Under normal circumstances, DSP Business Cycle Fund will hold an allocation of 80% to 100% in Equity and Equity related instruments based on business cycle, 0% to 20% in Equity and Equity related instruments other than business cycle, 0% to 20% in Debt and Money Market Instruments and 0% to 10% in Units issued by REITs & InvITs.
Should investments in DSP Business Cycle Fund be considered?
DSP Business Cycle Fund is an actively managed equity fund that aligns its portfolio based on prevailing and expected economic cycles. The fund seeks to capitalize on industries and sectors likely to perform well during specific phases of a business cycle, such as expansion, slowdown, or recovery.
This dynamic approach allows it to shift exposure to sectors expected to perform well during prevailing market conditions, offering the potential for higher returns compared to conventional diversified funds. The fund's performance largely depends on the fund manager's ability to predict economic cycles accurately.
Given the current volatility in Indian equity market, factors like rising interest rates, geopolitical concerns, and fluctuating inflation may influence business cycles. Sectors like manufacturing, infrastructure, and technology are poised for growth, which could align with the fund's focus. However, global headwinds could introduce volatility.
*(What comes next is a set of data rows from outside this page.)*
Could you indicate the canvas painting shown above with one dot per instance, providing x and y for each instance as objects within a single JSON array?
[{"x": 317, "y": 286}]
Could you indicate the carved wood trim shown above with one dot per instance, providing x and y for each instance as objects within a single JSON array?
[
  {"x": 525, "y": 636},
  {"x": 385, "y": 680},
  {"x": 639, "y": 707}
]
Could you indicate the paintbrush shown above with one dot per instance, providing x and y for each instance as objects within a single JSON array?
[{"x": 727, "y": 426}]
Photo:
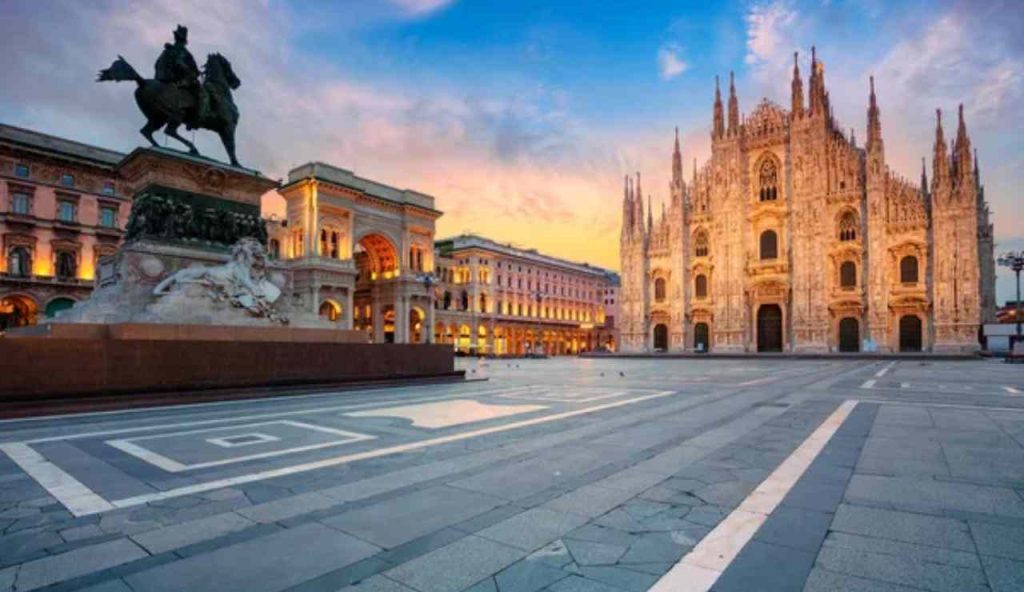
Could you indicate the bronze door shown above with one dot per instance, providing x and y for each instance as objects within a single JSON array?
[
  {"x": 660, "y": 338},
  {"x": 849, "y": 335},
  {"x": 770, "y": 328},
  {"x": 909, "y": 333},
  {"x": 700, "y": 337}
]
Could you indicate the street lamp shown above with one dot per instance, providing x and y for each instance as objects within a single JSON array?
[
  {"x": 1016, "y": 262},
  {"x": 428, "y": 281}
]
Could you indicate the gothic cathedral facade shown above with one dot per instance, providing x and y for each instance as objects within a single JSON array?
[{"x": 792, "y": 238}]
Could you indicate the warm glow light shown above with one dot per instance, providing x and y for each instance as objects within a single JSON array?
[
  {"x": 42, "y": 267},
  {"x": 87, "y": 270}
]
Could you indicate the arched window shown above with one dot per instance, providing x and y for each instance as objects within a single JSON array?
[
  {"x": 769, "y": 245},
  {"x": 848, "y": 226},
  {"x": 700, "y": 286},
  {"x": 768, "y": 177},
  {"x": 659, "y": 290},
  {"x": 66, "y": 265},
  {"x": 908, "y": 269},
  {"x": 848, "y": 275},
  {"x": 18, "y": 262},
  {"x": 330, "y": 311},
  {"x": 700, "y": 245}
]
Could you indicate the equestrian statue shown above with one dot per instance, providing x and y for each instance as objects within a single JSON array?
[{"x": 181, "y": 93}]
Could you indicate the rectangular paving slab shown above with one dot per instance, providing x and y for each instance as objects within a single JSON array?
[{"x": 266, "y": 564}]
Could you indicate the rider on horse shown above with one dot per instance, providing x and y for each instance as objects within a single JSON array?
[{"x": 177, "y": 67}]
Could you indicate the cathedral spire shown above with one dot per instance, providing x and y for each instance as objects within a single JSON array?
[
  {"x": 627, "y": 204},
  {"x": 963, "y": 152},
  {"x": 719, "y": 126},
  {"x": 940, "y": 159},
  {"x": 677, "y": 163},
  {"x": 650, "y": 214},
  {"x": 873, "y": 121},
  {"x": 798, "y": 88},
  {"x": 977, "y": 170},
  {"x": 733, "y": 107},
  {"x": 638, "y": 205}
]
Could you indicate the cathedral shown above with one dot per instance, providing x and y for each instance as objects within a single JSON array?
[{"x": 792, "y": 238}]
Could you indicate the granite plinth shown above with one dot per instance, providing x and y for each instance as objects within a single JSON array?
[{"x": 84, "y": 360}]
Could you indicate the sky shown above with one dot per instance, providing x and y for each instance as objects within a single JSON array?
[{"x": 521, "y": 118}]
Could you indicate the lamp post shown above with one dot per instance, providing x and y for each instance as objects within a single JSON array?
[
  {"x": 429, "y": 281},
  {"x": 1016, "y": 262}
]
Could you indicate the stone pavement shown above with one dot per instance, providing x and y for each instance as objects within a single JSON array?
[{"x": 555, "y": 474}]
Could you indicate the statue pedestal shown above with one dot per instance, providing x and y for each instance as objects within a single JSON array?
[
  {"x": 187, "y": 214},
  {"x": 219, "y": 318}
]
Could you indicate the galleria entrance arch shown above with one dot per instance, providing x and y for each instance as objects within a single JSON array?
[{"x": 363, "y": 245}]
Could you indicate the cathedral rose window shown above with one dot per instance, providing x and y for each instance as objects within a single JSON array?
[
  {"x": 848, "y": 227},
  {"x": 768, "y": 177}
]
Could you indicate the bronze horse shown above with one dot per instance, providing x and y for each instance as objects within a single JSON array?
[{"x": 170, "y": 106}]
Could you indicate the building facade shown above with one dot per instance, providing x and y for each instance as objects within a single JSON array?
[
  {"x": 793, "y": 238},
  {"x": 503, "y": 300},
  {"x": 361, "y": 252},
  {"x": 60, "y": 210}
]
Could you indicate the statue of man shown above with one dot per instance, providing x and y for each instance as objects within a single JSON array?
[{"x": 177, "y": 67}]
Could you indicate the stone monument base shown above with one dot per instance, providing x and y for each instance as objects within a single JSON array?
[{"x": 70, "y": 360}]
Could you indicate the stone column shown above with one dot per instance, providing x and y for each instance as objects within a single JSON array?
[
  {"x": 349, "y": 308},
  {"x": 401, "y": 320},
  {"x": 378, "y": 312},
  {"x": 430, "y": 320}
]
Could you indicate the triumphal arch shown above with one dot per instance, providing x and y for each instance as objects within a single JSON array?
[{"x": 361, "y": 252}]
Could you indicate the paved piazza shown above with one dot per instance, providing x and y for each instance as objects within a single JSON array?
[{"x": 556, "y": 474}]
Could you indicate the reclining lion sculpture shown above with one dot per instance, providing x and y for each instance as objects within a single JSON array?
[{"x": 242, "y": 282}]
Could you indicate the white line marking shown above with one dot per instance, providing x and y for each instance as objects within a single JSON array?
[
  {"x": 247, "y": 402},
  {"x": 242, "y": 439},
  {"x": 699, "y": 568},
  {"x": 945, "y": 405},
  {"x": 334, "y": 461},
  {"x": 883, "y": 372},
  {"x": 173, "y": 466},
  {"x": 79, "y": 499},
  {"x": 249, "y": 417}
]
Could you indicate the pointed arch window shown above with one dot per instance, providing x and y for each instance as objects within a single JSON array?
[
  {"x": 769, "y": 245},
  {"x": 908, "y": 269},
  {"x": 700, "y": 248},
  {"x": 848, "y": 276},
  {"x": 848, "y": 226},
  {"x": 659, "y": 290},
  {"x": 19, "y": 262},
  {"x": 700, "y": 287},
  {"x": 768, "y": 180}
]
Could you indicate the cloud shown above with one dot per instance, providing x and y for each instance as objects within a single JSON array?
[
  {"x": 421, "y": 7},
  {"x": 670, "y": 61},
  {"x": 768, "y": 32}
]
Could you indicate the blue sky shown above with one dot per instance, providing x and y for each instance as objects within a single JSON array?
[{"x": 522, "y": 117}]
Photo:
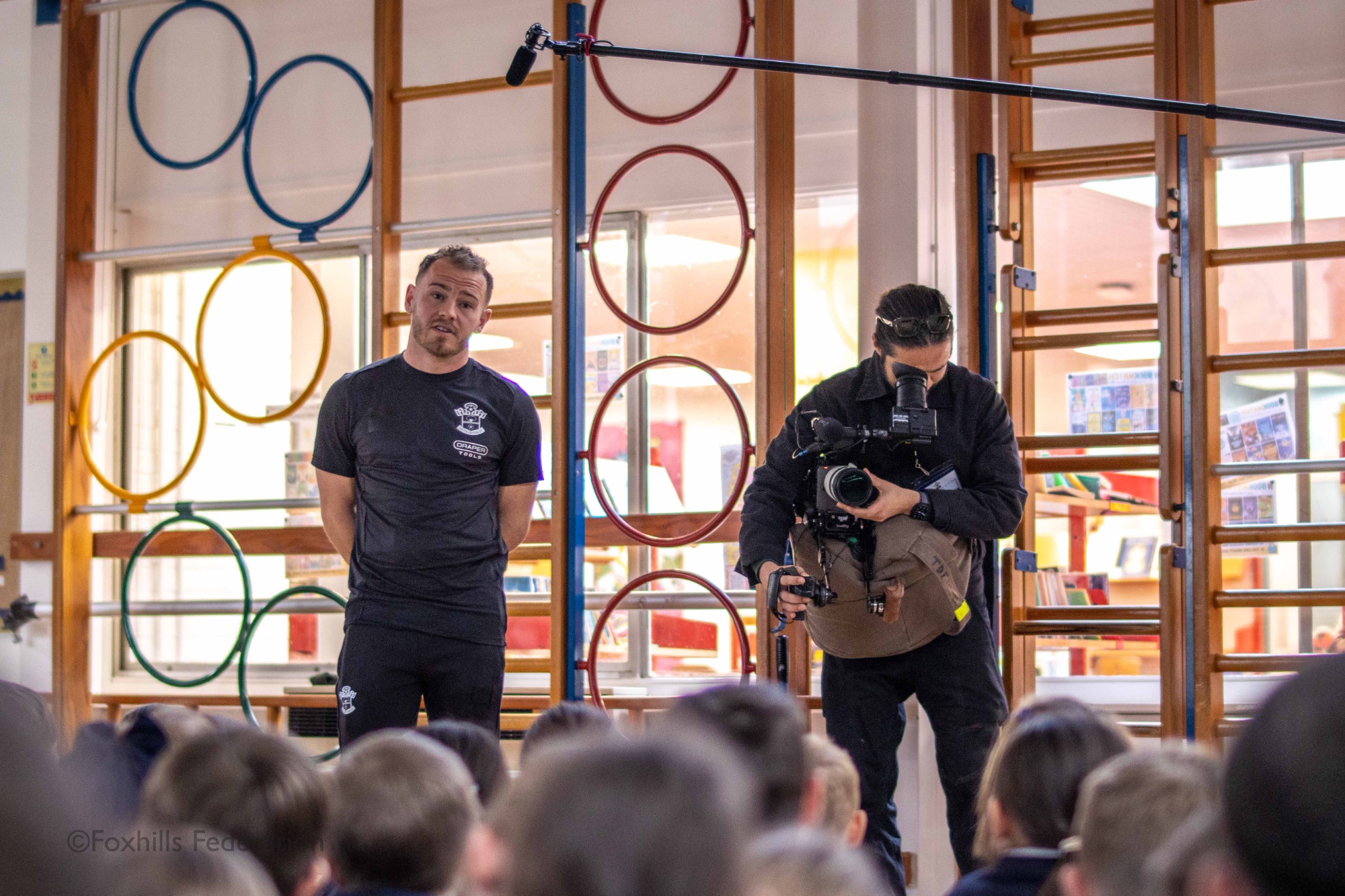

This fund is best suited for experienced investors with a high-risk tolerance and a long-term investment horizon of 5-7 years. Understanding macroeconomic trends is crucial, as the fund's strategy requires identifying which sectors are likely to thrive during specific phases of the business cycle.
For beginners or risk-averse investors, the volatility associated with cyclical investments might make this fund less appealing.